When thinking of MPO Trunk cables, think of 1:1 connections where both sides are 40G, 100G, 200G, 400G or even 800G. What comes in on one single end will come out on the other single end. To ensure a good connection, it is required to match Trunk Cable fiber count to that of the Transceiver or other Equipment on both ends. Below MPO Cable to Transceiver table shows the relation of transceiver Transmission lane count and required Fiber count. It is preferred to use short abbreviations to name Short Range (SR) and Long Range (LR) transceivers. After corresponding SR or LR a number is added, this matches the number of Transmission (Tx) lanes [in some cases Receiving (Rx) lanes]. For example, 100G SR4 is a 100G transceiver utilizing 4 lanes each capable of 25G data rate for Tx. The same amount of lanes are required for Rx also. To ensure 100G SR4 to 100G SR4 connection there is a need for 4 Tx lanes and 4x Rx lanes which requires a total of 8 lanes. However, MPO-8 is not used. Transceivers that require MPO-8 use MPO-12 and are developed to be fitted with it.
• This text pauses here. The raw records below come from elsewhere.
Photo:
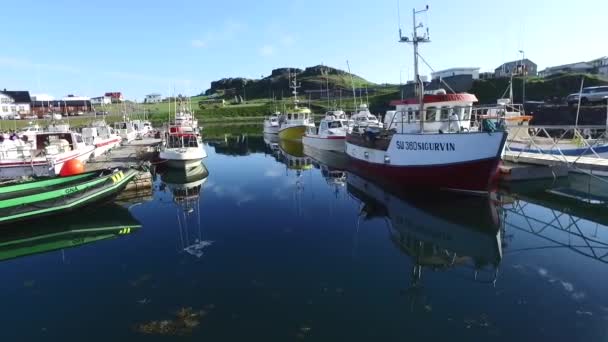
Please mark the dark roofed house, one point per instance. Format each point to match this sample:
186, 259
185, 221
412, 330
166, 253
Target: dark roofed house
20, 103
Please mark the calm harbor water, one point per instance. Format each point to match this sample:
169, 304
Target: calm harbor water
274, 242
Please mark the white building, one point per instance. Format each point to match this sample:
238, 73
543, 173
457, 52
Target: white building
473, 72
101, 100
153, 98
14, 102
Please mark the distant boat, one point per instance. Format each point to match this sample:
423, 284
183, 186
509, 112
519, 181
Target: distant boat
294, 123
271, 124
102, 136
183, 145
331, 134
43, 156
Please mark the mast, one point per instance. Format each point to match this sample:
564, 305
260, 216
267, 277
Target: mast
352, 82
415, 40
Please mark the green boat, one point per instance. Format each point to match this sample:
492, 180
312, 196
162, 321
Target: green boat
57, 195
72, 230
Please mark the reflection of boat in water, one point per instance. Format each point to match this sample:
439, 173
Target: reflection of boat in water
292, 155
73, 230
437, 232
186, 187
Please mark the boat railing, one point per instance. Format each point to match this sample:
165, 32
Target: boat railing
402, 118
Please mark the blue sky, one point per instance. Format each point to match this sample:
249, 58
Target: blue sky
138, 47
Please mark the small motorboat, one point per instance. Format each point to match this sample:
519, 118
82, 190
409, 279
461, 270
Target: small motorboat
50, 196
102, 137
67, 231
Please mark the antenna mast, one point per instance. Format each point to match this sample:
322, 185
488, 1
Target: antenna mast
415, 40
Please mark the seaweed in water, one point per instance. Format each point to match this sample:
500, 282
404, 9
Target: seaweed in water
186, 320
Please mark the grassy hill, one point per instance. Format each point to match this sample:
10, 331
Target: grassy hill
551, 89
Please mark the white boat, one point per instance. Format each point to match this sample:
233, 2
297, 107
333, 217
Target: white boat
43, 156
331, 135
183, 147
434, 150
142, 127
102, 137
364, 119
125, 130
271, 124
293, 124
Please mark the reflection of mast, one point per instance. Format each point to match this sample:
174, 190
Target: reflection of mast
186, 187
433, 232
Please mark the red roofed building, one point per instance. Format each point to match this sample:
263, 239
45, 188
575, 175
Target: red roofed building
115, 96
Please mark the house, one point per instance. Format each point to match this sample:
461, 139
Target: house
14, 102
580, 67
67, 105
153, 98
596, 66
115, 96
473, 72
519, 67
486, 75
101, 100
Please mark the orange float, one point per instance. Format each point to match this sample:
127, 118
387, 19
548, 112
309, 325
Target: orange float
71, 167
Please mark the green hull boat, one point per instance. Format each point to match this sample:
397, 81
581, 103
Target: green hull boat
73, 230
57, 195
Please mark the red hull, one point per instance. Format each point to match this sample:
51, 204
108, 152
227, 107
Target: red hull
473, 176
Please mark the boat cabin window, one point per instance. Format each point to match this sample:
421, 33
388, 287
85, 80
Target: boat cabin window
445, 113
431, 114
467, 113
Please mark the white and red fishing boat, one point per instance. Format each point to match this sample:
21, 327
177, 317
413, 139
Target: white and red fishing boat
102, 137
434, 150
42, 156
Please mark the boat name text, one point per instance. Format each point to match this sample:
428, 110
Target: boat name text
418, 146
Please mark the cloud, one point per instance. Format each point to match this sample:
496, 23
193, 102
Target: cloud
197, 43
25, 64
267, 50
287, 40
273, 173
225, 33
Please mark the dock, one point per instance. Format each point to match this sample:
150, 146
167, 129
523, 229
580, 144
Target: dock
131, 155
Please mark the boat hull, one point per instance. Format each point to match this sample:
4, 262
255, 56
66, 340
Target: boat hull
337, 144
183, 157
41, 166
102, 147
292, 133
461, 162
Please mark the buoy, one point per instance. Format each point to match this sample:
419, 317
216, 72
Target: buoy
71, 167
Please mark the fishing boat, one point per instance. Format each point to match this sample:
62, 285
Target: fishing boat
416, 154
126, 130
43, 156
434, 232
102, 136
292, 155
103, 222
331, 134
186, 187
271, 124
182, 147
58, 195
364, 119
293, 124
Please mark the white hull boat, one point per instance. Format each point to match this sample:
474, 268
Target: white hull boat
43, 157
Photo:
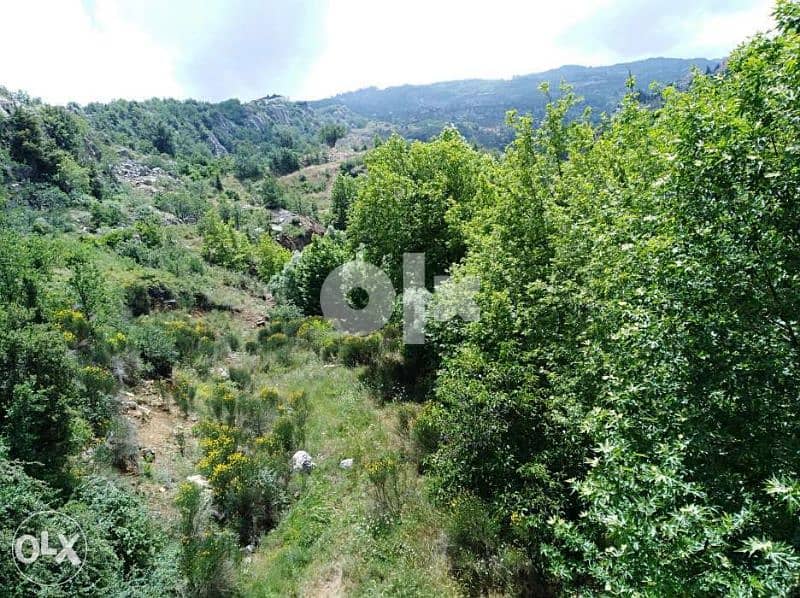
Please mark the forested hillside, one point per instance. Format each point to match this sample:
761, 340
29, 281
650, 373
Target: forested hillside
478, 107
621, 419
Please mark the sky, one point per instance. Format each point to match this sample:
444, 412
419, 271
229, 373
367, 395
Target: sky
98, 50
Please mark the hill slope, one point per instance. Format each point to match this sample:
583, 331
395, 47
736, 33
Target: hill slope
478, 106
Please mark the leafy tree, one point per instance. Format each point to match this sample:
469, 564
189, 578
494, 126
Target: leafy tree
415, 200
270, 257
330, 133
300, 282
343, 194
224, 245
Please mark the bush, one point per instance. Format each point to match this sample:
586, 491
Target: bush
132, 533
208, 554
300, 281
156, 347
270, 258
99, 387
359, 350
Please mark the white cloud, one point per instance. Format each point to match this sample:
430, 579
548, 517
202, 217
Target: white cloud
66, 50
421, 41
60, 52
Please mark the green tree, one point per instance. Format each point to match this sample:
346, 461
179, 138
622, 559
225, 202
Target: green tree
343, 194
330, 133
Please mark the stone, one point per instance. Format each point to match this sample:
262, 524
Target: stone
199, 480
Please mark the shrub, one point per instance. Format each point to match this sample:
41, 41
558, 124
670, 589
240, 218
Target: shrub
183, 392
208, 555
270, 258
300, 282
156, 347
388, 485
359, 350
132, 533
99, 386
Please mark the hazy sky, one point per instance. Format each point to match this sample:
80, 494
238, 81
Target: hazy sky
85, 50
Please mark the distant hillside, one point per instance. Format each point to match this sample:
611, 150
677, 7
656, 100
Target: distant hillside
478, 106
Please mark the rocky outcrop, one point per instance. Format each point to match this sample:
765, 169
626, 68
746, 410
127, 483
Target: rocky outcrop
294, 231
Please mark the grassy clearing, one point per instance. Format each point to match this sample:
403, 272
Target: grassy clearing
335, 539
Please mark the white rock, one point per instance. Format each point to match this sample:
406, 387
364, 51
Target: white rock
301, 461
199, 481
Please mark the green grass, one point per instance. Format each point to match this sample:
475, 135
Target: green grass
333, 540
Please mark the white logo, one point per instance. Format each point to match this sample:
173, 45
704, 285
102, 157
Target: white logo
49, 548
450, 298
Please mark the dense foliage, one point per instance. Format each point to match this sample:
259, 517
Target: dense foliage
622, 419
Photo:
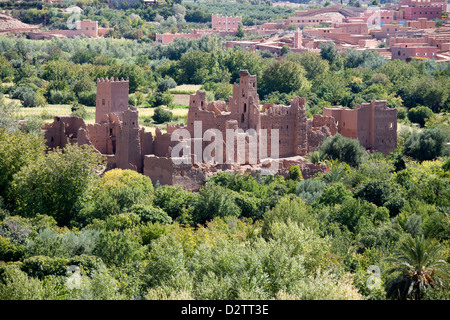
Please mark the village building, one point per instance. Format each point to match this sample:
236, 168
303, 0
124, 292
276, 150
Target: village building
116, 133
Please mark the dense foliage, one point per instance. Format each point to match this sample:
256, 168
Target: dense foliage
123, 236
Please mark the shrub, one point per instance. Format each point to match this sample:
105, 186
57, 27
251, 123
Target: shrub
160, 99
42, 266
10, 251
335, 193
79, 111
174, 200
162, 116
16, 285
152, 214
87, 98
288, 209
215, 201
420, 114
40, 189
116, 192
60, 97
344, 149
166, 84
295, 173
425, 145
118, 247
152, 231
310, 190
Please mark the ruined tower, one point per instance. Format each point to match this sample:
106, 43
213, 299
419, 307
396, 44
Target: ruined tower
245, 97
112, 97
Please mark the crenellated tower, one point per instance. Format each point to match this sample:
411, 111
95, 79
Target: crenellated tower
112, 97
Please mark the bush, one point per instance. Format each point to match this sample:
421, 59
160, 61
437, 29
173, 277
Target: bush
118, 247
420, 114
152, 231
335, 193
79, 111
344, 149
160, 99
88, 98
116, 192
310, 190
166, 84
295, 173
16, 285
425, 145
148, 213
162, 116
42, 266
174, 200
10, 251
60, 97
288, 209
215, 201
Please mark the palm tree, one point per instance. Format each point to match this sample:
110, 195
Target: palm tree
420, 268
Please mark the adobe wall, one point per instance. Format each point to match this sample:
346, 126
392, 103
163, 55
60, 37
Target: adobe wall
373, 124
164, 170
89, 28
112, 97
385, 127
61, 130
128, 153
220, 22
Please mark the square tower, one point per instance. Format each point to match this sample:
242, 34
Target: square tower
112, 97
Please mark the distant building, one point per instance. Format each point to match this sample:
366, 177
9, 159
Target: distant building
373, 124
225, 23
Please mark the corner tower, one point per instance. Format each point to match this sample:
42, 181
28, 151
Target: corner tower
112, 97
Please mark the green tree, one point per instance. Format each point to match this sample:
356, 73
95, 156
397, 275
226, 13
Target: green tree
215, 201
344, 149
420, 114
419, 267
116, 192
425, 145
161, 115
55, 183
17, 150
284, 76
313, 64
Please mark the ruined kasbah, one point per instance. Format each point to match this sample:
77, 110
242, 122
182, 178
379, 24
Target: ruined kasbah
238, 135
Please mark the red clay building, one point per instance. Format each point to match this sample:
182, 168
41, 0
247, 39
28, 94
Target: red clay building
373, 124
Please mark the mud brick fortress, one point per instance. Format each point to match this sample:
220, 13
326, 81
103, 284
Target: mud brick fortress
116, 133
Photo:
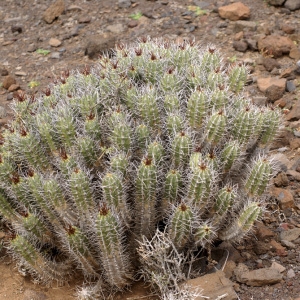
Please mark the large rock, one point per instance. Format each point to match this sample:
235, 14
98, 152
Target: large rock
235, 11
266, 82
292, 4
258, 277
275, 45
276, 2
54, 11
8, 81
214, 286
98, 45
284, 197
245, 26
272, 87
294, 114
290, 235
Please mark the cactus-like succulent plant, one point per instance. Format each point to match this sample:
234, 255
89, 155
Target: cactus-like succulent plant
160, 136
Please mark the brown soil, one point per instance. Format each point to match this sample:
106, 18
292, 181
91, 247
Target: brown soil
23, 30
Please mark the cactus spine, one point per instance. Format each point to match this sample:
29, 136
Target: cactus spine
160, 139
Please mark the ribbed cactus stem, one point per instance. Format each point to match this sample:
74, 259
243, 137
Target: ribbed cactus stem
200, 185
216, 127
243, 126
171, 103
119, 163
29, 149
66, 162
35, 227
196, 108
270, 126
114, 194
87, 149
148, 108
81, 192
145, 200
215, 79
155, 151
230, 154
55, 198
174, 124
258, 177
170, 82
173, 185
36, 263
92, 126
19, 190
113, 254
224, 200
195, 160
210, 60
181, 149
65, 127
45, 128
219, 98
6, 209
180, 227
243, 223
204, 234
143, 134
6, 168
79, 247
237, 78
121, 136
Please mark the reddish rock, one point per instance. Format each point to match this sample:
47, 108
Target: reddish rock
13, 87
264, 83
284, 197
258, 277
295, 144
132, 24
280, 250
54, 11
263, 232
275, 45
281, 180
270, 63
294, 114
53, 42
234, 12
294, 174
98, 44
214, 285
288, 28
8, 81
294, 53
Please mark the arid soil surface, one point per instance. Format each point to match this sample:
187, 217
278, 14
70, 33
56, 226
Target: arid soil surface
36, 45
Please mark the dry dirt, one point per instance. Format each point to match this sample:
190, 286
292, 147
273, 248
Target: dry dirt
23, 31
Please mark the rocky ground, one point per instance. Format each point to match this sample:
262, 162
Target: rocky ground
41, 38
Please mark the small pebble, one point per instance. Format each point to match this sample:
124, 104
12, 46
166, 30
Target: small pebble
290, 273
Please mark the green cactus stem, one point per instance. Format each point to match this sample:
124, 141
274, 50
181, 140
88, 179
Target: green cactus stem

MPO Cable to Transceiver table

Additionally, below are the schematics and pinouts for the most common MPO Trunk Cables. More information regarding ordering this can be found here.

 

Trunk Cable schematic/structure images and pinouts

 

MPO-8 in a MPO-12:

MPO-8 in a MPO-12MPO-12:

MPO-12 pinoutMPO-16:

MPO-16 pinout

MPO-24:

MPO-24 Pinout

 

MPO Break-Out Cables

 

MPO Break-out cables are excellent for splitting and merging data flow. Most common conversion is the MPO to 4 LC. To add to this, 1 to 4 conversion is excellent for 40G to 4x10G and 100G to 4x25G conversion as both can use the same MPO breakout cable. However, not all 40G and 100G transceivers are capable of this conversion as it requires a built-in MPO connector and it comes only in SR4 (Short Range 4 lane) and PSM4 (Parallel Single Mode 4 lane) transceiver versions. More on transceiver types can be read here. In short they have these characteristics:

 

  1. SR4 operates at 850nm wavelength and requires OM4, OM5 cable that comes in Aqua, Violet or Lime Green jacket colors.
  2. PSM4 operates at 1310nm wavelength and requires OS2 cable that comes in Yellow jacket color.

 

To add to the power of MPO Break-out cables, 1 to 8 conversion is becoming more popular. Where a 200G SR8 or 400G SR8 is utilized at one end and at the other end a data rate matching 25G SFP28 or 50G PAM SFP56 is being used. This adds to the simplifying of topology by reducing the total number of equipment needed to convert from high to low data rate.

 

Below are schematic and pinout of both MPO-12-4LC and MPO-16-8LC. More information regarding the possibility to order these products can be found here.

 

MPO-12-4LC:

MPO to 12 LC

MPO-16-8LC:

MPO to 8 LC

Loose Tube and Ribbon Fiber Cable

 

As a fun side note, MPO and other multiple strand optical cables can be made in Loose Tube and Ribbon Fiber forms:

Loose Tube and Ribbon Fiber Cable

 

Loose Tube cables are the usual MPO cables seen. A thick cable with a high amount of cladding material. This is used for industrial applications and areas where cable can experience an outside influence. Ribbon Fiber cables, in contrast, are thin and use less cladding. This allows for greater fiber density over the same cable run. The drawback is the fragility of the ribbon. It must be installed securely and protected from outside influence.

 

To re-iterate industry standard MPO-12 and MPO-16 cables are Loose Tube cables to work in 95% of use cases. However, Ribbon Fiber cable MPO-12 and MPO-16 are also available and can be supplied on an per agreement basis.